Bringin' It All Year Long

ROCKINGHAM N.C. - - Jeff Gordon put the finishing touches on his third career Winston Cup title at Rockingham. For Gordon, it was the culmination of a remarkable season. By far his most consistent season in his NASCAR career.

As was the case in 1997, his two main rivals for the championship were Mark Martin and Dale Jarrett. Though, unlike 1997, Gordon kept both rivals a safe distance behind him as the 1998 season drew to a close. At this moment, Gordon is the King of NASCAR. He has no rivals; no equals. He stands alone at the pinnacle of his sport.

What is the reason for Gordon's dominance? There is no single factor, but rather a combination of things. For starters, his team chemistry is second to none. Ray Evernham, Ed Guzzo, Patrick Donahue, Brian Whitesell and the rest of the team are a tight unit. No detail is ignored in preparing for the race. Another factor is the Hendrick Motorsports organization. The talent roster is deep in Harrisburg, North Carolina. How many other teams have a research and development building? A third factor is a more complex one. It's the Ford factor.

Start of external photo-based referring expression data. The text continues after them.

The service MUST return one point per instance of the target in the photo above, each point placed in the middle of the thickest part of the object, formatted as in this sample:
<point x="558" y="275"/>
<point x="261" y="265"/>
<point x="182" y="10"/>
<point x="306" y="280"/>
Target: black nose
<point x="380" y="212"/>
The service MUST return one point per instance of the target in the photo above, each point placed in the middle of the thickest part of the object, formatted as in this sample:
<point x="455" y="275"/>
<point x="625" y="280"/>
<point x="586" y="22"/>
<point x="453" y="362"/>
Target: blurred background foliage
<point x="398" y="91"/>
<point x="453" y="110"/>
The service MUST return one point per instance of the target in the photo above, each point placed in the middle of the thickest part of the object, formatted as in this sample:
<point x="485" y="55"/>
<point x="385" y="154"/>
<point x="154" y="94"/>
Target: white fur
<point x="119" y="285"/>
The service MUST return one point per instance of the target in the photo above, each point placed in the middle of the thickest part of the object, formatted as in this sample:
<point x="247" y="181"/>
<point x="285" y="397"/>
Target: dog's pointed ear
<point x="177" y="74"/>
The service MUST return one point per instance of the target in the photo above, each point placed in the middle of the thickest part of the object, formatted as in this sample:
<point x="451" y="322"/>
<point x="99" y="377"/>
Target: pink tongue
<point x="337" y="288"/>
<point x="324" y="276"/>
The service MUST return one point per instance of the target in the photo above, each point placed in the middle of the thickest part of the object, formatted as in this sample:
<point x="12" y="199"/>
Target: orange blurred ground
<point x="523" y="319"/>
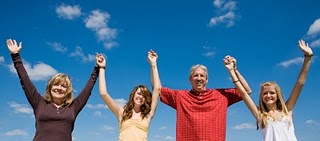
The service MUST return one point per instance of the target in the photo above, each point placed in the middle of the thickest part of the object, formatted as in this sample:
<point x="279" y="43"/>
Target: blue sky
<point x="61" y="36"/>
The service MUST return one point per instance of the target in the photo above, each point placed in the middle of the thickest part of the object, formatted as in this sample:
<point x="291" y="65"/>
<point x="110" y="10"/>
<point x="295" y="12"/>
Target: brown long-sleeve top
<point x="52" y="124"/>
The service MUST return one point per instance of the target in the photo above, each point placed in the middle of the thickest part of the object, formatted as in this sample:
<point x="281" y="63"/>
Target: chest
<point x="48" y="112"/>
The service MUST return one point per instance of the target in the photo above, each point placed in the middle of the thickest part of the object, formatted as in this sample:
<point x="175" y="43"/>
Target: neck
<point x="58" y="103"/>
<point x="137" y="109"/>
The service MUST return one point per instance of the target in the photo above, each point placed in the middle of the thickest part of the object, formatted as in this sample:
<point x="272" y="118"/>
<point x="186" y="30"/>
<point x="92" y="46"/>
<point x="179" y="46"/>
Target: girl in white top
<point x="274" y="115"/>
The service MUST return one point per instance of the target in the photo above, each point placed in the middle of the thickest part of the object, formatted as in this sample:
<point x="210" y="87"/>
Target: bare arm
<point x="302" y="76"/>
<point x="113" y="106"/>
<point x="239" y="76"/>
<point x="152" y="58"/>
<point x="244" y="94"/>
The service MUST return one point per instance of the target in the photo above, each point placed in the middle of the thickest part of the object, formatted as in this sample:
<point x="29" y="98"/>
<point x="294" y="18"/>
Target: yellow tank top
<point x="133" y="130"/>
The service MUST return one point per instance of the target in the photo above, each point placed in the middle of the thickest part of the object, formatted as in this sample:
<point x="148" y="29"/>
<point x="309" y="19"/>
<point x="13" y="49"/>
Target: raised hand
<point x="305" y="48"/>
<point x="101" y="61"/>
<point x="229" y="62"/>
<point x="152" y="57"/>
<point x="13" y="47"/>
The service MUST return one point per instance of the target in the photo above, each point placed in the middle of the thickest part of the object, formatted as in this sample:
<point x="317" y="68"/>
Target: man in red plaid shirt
<point x="201" y="112"/>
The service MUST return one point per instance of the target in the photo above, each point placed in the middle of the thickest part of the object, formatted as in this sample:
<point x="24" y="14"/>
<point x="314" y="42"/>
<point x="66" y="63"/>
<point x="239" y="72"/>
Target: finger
<point x="20" y="45"/>
<point x="14" y="42"/>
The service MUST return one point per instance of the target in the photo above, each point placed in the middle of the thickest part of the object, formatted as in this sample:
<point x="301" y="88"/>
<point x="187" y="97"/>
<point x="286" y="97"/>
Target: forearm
<point x="243" y="82"/>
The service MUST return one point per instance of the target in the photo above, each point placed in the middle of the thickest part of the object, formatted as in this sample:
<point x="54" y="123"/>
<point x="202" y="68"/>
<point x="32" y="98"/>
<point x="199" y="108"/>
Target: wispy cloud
<point x="315" y="44"/>
<point x="20" y="108"/>
<point x="293" y="61"/>
<point x="68" y="12"/>
<point x="97" y="106"/>
<point x="311" y="122"/>
<point x="109" y="128"/>
<point x="1" y="59"/>
<point x="244" y="126"/>
<point x="97" y="113"/>
<point x="208" y="52"/>
<point x="314" y="29"/>
<point x="16" y="132"/>
<point x="97" y="21"/>
<point x="226" y="13"/>
<point x="79" y="53"/>
<point x="57" y="47"/>
<point x="38" y="72"/>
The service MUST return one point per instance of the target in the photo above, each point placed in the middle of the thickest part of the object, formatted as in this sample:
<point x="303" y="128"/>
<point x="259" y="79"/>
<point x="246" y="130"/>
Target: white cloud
<point x="1" y="59"/>
<point x="162" y="128"/>
<point x="109" y="128"/>
<point x="218" y="3"/>
<point x="38" y="72"/>
<point x="287" y="63"/>
<point x="16" y="132"/>
<point x="97" y="113"/>
<point x="97" y="106"/>
<point x="227" y="15"/>
<point x="97" y="21"/>
<point x="68" y="12"/>
<point x="244" y="126"/>
<point x="57" y="47"/>
<point x="208" y="52"/>
<point x="314" y="28"/>
<point x="79" y="53"/>
<point x="311" y="122"/>
<point x="120" y="101"/>
<point x="315" y="44"/>
<point x="20" y="108"/>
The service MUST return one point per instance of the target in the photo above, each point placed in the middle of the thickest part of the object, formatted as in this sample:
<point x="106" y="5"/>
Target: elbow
<point x="249" y="91"/>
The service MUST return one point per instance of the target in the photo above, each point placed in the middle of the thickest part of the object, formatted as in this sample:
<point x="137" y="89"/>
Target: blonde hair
<point x="194" y="67"/>
<point x="56" y="80"/>
<point x="280" y="104"/>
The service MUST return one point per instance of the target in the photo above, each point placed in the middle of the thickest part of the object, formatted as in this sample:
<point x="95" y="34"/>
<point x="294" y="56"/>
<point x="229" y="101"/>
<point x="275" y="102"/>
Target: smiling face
<point x="59" y="91"/>
<point x="138" y="98"/>
<point x="198" y="79"/>
<point x="269" y="95"/>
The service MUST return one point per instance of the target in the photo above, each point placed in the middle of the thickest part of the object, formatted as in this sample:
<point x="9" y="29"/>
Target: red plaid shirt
<point x="200" y="116"/>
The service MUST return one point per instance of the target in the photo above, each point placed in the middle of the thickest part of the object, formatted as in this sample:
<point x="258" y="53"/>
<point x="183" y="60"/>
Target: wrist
<point x="306" y="55"/>
<point x="236" y="81"/>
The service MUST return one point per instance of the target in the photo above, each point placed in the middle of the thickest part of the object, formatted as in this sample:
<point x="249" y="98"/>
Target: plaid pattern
<point x="200" y="116"/>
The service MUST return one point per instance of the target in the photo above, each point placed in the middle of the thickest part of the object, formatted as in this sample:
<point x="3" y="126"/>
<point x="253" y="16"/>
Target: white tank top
<point x="279" y="130"/>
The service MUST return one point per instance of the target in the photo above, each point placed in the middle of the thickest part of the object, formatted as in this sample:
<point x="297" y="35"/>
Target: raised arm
<point x="13" y="47"/>
<point x="239" y="76"/>
<point x="291" y="102"/>
<point x="155" y="81"/>
<point x="113" y="106"/>
<point x="230" y="65"/>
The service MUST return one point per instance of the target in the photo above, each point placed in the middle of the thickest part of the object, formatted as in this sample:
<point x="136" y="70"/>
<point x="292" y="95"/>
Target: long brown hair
<point x="280" y="104"/>
<point x="56" y="80"/>
<point x="145" y="108"/>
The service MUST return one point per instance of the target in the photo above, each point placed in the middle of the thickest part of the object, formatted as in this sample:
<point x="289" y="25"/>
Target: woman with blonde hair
<point x="56" y="112"/>
<point x="135" y="117"/>
<point x="274" y="115"/>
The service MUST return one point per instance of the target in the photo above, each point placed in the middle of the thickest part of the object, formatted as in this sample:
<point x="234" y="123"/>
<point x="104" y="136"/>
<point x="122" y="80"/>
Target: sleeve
<point x="84" y="95"/>
<point x="232" y="95"/>
<point x="28" y="87"/>
<point x="169" y="97"/>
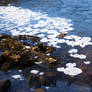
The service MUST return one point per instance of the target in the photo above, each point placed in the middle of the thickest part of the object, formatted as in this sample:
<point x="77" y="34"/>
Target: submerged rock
<point x="5" y="85"/>
<point x="39" y="90"/>
<point x="17" y="54"/>
<point x="6" y="66"/>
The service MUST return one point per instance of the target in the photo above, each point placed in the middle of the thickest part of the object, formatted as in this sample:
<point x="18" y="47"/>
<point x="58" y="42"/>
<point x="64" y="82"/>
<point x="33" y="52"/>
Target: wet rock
<point x="39" y="90"/>
<point x="14" y="58"/>
<point x="6" y="66"/>
<point x="43" y="48"/>
<point x="42" y="80"/>
<point x="89" y="75"/>
<point x="34" y="81"/>
<point x="23" y="55"/>
<point x="23" y="37"/>
<point x="28" y="37"/>
<point x="34" y="39"/>
<point x="5" y="85"/>
<point x="62" y="35"/>
<point x="6" y="53"/>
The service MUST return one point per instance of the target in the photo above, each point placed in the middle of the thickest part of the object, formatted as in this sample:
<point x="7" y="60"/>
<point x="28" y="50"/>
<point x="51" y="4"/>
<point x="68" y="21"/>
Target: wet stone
<point x="18" y="54"/>
<point x="5" y="85"/>
<point x="43" y="48"/>
<point x="6" y="66"/>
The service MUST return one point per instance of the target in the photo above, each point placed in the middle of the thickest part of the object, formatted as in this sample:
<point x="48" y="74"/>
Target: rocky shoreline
<point x="6" y="2"/>
<point x="17" y="53"/>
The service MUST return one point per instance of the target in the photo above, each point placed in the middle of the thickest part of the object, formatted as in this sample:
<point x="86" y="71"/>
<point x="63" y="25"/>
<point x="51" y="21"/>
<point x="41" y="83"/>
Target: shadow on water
<point x="79" y="12"/>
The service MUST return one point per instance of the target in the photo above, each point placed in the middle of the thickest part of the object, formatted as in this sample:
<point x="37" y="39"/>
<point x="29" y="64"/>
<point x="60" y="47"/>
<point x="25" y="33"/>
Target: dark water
<point x="74" y="16"/>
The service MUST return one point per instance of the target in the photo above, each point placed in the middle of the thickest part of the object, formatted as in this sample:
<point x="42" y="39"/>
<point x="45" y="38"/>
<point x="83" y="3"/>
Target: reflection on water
<point x="47" y="19"/>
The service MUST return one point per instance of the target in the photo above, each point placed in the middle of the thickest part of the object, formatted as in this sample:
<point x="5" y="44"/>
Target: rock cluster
<point x="21" y="51"/>
<point x="5" y="85"/>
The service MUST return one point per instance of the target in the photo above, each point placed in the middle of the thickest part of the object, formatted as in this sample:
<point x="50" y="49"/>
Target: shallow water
<point x="47" y="19"/>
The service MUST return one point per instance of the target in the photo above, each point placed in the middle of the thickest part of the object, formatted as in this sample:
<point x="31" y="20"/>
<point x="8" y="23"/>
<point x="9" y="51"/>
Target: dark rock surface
<point x="6" y="2"/>
<point x="17" y="54"/>
<point x="4" y="85"/>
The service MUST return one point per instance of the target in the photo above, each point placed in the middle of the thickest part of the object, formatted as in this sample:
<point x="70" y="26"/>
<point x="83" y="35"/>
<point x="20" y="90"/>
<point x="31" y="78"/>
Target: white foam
<point x="73" y="51"/>
<point x="80" y="56"/>
<point x="34" y="71"/>
<point x="70" y="69"/>
<point x="87" y="62"/>
<point x="27" y="47"/>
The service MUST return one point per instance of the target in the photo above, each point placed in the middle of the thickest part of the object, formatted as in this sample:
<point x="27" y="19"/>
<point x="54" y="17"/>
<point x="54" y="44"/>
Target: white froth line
<point x="70" y="69"/>
<point x="80" y="56"/>
<point x="87" y="62"/>
<point x="73" y="51"/>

I will preface this by saying that Mark Martin has been a great race driver over the past ten years. He has been Ford's brighest star this decade. But, he would be lower on the Ford totem pole if Davey Allison and Alan Kulwicki were still around. Kulwicki won the Winston Cup title in 1992 driving a Ford Thunderbird. Since 1989, Kulwicki has been the only Ford driver to win a Winston Cup title. Allison seemed destined for super stardom. He came within an Ernie Irvan mistake of winning the 1992 title but surely he'd get a title down the road. The road ended for both Kulwicki and Allison in separate aviation accidents in 1993. When Allison was racing in the early 1990's, Ford was pouring money into Robert Yates Racing. They're still doing so, but Roush Racing has seemed to overtake Yates as being the darlings of Ford Motorsports. It's a numbers game now. Five teams beats two teams.

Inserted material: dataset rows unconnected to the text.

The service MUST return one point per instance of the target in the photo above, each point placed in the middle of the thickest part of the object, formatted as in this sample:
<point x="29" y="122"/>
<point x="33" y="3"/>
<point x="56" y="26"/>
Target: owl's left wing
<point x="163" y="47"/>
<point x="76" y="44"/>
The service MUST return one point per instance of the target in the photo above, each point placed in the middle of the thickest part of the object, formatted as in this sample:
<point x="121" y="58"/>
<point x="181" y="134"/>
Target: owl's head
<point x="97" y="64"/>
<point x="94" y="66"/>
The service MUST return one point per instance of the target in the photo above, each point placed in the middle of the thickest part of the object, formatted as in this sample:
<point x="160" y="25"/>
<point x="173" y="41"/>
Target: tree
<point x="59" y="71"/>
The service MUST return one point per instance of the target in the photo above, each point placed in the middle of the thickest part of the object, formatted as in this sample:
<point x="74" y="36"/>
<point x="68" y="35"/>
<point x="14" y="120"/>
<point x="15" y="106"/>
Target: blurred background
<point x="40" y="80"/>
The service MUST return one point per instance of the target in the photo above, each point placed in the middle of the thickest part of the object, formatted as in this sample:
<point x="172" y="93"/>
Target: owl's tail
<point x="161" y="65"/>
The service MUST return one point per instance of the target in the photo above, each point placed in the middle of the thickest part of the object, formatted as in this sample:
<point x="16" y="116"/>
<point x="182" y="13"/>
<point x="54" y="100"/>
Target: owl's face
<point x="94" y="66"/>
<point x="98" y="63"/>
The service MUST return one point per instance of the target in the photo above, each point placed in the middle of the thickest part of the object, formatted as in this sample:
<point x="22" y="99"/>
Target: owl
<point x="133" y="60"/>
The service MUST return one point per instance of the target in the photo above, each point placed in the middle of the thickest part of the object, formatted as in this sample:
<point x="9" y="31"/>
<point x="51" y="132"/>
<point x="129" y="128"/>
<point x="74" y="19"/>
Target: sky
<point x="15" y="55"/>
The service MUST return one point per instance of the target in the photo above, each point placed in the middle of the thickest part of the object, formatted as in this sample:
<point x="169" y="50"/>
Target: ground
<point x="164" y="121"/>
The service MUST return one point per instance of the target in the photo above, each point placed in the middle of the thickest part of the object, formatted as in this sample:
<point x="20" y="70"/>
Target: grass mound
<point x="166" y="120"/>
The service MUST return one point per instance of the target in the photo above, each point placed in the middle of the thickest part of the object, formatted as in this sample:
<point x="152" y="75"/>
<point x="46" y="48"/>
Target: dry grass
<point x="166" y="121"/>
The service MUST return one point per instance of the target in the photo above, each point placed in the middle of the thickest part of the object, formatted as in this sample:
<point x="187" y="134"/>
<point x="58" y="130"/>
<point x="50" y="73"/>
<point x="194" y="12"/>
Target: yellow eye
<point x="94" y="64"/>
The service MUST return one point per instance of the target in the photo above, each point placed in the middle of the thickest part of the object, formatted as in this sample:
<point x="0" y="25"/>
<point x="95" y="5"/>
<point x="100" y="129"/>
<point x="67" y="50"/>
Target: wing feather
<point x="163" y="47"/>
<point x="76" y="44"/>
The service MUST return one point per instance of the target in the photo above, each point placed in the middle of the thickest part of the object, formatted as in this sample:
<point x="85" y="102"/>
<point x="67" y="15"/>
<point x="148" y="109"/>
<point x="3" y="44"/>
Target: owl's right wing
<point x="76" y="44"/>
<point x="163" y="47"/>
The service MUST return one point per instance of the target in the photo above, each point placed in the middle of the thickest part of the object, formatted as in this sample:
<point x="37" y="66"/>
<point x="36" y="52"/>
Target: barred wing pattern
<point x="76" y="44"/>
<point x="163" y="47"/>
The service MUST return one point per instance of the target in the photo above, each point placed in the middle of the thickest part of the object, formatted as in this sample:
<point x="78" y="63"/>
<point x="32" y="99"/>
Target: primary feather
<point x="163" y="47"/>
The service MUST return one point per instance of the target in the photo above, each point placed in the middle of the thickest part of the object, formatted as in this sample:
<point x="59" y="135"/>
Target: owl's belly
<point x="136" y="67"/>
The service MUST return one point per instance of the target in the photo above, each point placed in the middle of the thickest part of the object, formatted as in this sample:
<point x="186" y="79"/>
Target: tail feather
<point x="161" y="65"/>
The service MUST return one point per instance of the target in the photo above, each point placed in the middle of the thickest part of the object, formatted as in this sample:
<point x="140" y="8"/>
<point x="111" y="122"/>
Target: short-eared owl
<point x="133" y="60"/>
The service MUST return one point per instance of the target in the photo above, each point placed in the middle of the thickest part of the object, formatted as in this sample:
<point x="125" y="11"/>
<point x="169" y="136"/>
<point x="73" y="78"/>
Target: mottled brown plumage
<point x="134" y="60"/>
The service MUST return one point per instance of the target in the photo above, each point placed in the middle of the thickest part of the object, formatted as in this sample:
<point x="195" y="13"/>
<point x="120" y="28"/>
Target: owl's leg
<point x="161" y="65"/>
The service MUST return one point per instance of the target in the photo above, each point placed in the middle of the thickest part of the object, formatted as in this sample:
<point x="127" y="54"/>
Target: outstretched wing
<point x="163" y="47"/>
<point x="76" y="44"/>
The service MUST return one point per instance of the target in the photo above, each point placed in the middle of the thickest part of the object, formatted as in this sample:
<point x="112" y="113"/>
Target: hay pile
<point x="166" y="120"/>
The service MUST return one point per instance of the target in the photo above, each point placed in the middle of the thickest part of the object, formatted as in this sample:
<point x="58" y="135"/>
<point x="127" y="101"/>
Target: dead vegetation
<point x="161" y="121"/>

With Kulwicki and Allison on the track, it is doubtful that Martin would be Ford's top runner. But, that's a moot point. Right now, it seems that the only competition for Gordon is in the Busch series. Whether it be the Martin-esque Wisconsin native Matt Kenseth or Dale Earnhardt Jr, the son of the legendary racer. Obviously, if Gordon struggles, a number of drivers are still around to pass him by. Martin, Jarrett, Rusty Wallace, Bobby Labonte, Jeff Burton, Terry Labonte, and Jeremy Mayfield will all provide Gordon with stiff competition in 1999. But those drivers have already played their hand. It's a hand that Gordon has seen hundreds of times over the past few seasons. The new blood in the Busch series (along with that Petty kid in ARCA series) seem like the drivers that will challenge Gordon's run for the record books. With Jarrett over 40 years of age, Martin turning 40 next season, Wallace over 40 years of age, Terry Labonte over 40 years of age, and the inconsistency of Burton, Mayfield, and Labonte, Gordon seems to be suffering from a lack of true rivals.

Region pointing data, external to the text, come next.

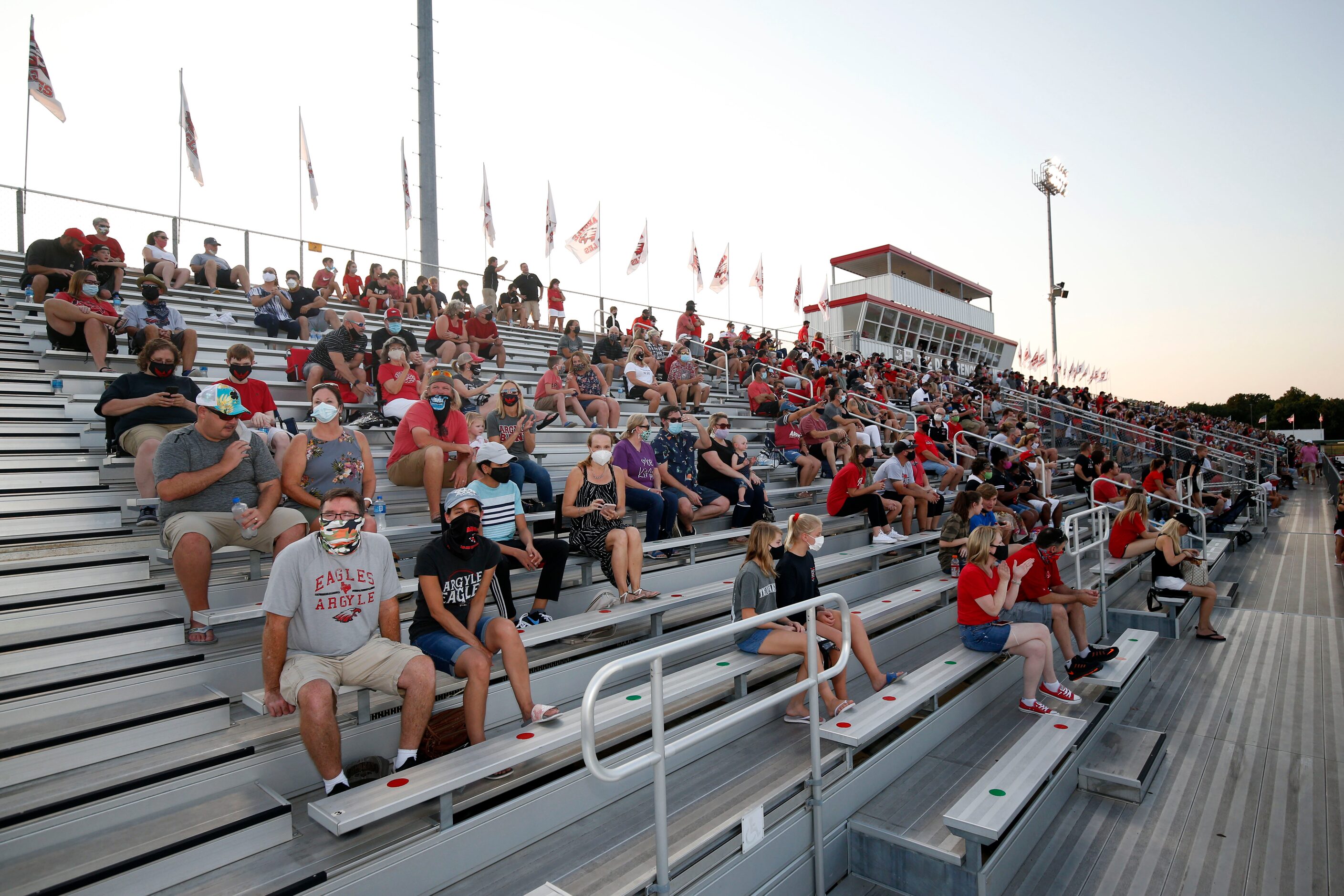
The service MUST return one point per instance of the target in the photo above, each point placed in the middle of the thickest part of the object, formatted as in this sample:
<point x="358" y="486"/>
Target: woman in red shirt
<point x="983" y="593"/>
<point x="1129" y="535"/>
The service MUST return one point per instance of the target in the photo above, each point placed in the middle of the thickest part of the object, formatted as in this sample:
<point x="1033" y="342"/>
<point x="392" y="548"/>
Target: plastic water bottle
<point x="240" y="508"/>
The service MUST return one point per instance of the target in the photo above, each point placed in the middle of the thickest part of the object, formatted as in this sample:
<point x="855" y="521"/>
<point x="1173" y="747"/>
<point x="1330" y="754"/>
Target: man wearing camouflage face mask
<point x="430" y="448"/>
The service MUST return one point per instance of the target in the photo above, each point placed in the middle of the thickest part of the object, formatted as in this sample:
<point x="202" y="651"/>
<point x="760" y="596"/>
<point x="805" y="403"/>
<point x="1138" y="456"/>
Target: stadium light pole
<point x="1053" y="180"/>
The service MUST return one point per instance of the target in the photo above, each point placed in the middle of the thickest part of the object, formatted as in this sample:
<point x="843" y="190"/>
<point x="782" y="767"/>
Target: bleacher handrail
<point x="660" y="751"/>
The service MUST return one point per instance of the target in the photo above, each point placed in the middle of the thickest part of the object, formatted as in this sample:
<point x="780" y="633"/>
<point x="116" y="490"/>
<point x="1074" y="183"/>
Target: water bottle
<point x="240" y="508"/>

When Gordon beat Dale Earnhardt for the Winston Cup title in 1995, the media speculated that the "Intimidator-Wonder Boy" rivalry had began. It was over as soon as it began. The 1995 season has been the last season that Dale Earnhardt challenged for the Winston Cup. In following years, he struggled to stay in the top 5, and then struggled to stay in the top 10. It wouldn't surprise me if Dale Jarrett, Mark Martin, Rusty Wallace, or another driver won the Winston Cup next season. But, it would take a full season of consistency to beat Jeff Gordon.

In 1998, Mark Martin had a career year. He won seven races which was a career high. He posted more top ten finishes than he ever did. But Gordon killed him in the points standings. After a 37th place finish at Richmond in June, Gordon put together a string of 17 consecutive top five finishes including eight victories in that span. Martin ran consistent but an engine problem at Darlington and a wreck at Talladega put his title hopes on the back burner for another season. In 1998, Jeff Gordon was bringin' it all year long. He won the title his way; by winning the race too.